Tyne was launched in 1807 in Rotherhithe. She spent the first part of her career as a West Indiaman. However, in 1810–1811 she made a voyage to India for the British East India Company (EIC) as an "extra" ship, i.e., under charter. Thereafter, with a change of owners, she traded with the Far East under a license issued by the EIC. Then in 1818 she made a voyage to Port Jackson, New South Wales transporting convicts. A fire destroyed her in 1828 in Bombay Harbour.

==Career==
One source reports that Tyne initially sailed as a West Indiaman. However, then it is not clear why she did appear as such either in Lloyd's Register (LR) or Lloyd's List. There are hints that she may have been a government transport.

Although Tyne had been launched in 1807, she did not appear in LR until 1810, and then only on a page of vessels serving the EIC.

===EIC voyage (1810–1811)===
On 16 March 1810 the EIC accepted John Locke's tender of Tyne for one voyage at a rate of £38 10s 0d per ton, for 480 tons.

Captain Robert Brooks sailed Tyne from Portsmouth on 9 June 1810 bound for Bengal and Madras. She reached Madeira on 26 June and arrived at Saugor on 8 December. Homeward bound, she left Bengal on 8 February 1811 and on 27 February arrived at Madras. From there she reached St Helena on 16 June and arrived at the Downs on 30 August.

In 1813 the EIC had lost its monopoly on the trade between India and Britain. British ships were then free to sail to India or the Indian Ocean under a licence from the EIC. Tynes owners applied for a licence to sail east of the Cape of Good Hope.
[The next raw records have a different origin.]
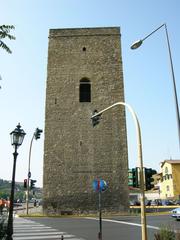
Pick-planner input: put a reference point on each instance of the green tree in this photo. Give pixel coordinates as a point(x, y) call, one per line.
point(5, 33)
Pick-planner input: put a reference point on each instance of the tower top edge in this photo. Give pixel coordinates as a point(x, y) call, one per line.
point(61, 32)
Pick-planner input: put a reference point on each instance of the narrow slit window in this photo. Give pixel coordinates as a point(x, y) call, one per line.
point(85, 91)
They applied on 12 June 1816, and received the licence on 17 June.

===Convict voyage (1818–1819)===
In 1818 Tynes master was C. Bell, her owner J. Locke, changing to Parker, and her trade London—Batavia, changing to London—Botany Bay.
Captain Casey Bell sailed Tyne from Ireland. She arrived at Port Jackson on 4 January 1819. She had embarked 180 male convicts, of whom one died en route. One officer and 29 rank-and-file of the 84th Regiment of Foot provided the guard.

Thereafter she traded to the Far East under a license from the EIC. In 1823 Tyne was almost rebuilt.

| Year | Master | Owner | Trade | Source & notes |
|---|---|---|---|---|
| 1823 | Brodie J.Craigie | Parker & Co. | London–India | LR; rebuilt 1823 |
| 1827 | J.Craigie Colgrave | Parker Webb & Co. | London–India | LR; rebuilt 1823 |

==Fate==
Tyne left Portsmouth for Bombay on 28 August 1827, possibly with cargo transferred from . In June Lady Nugent, Cotgrave, master, had had to put into Portsmouth because she was leaky and required repairs.

On 19 March 1828 Tyne was under the command of Captain Cotgrave when she caught fire in Bombay Harbour and was destroyed. She caught fire at about 20:30 and burned for some eight hours before she sank. There were no deaths.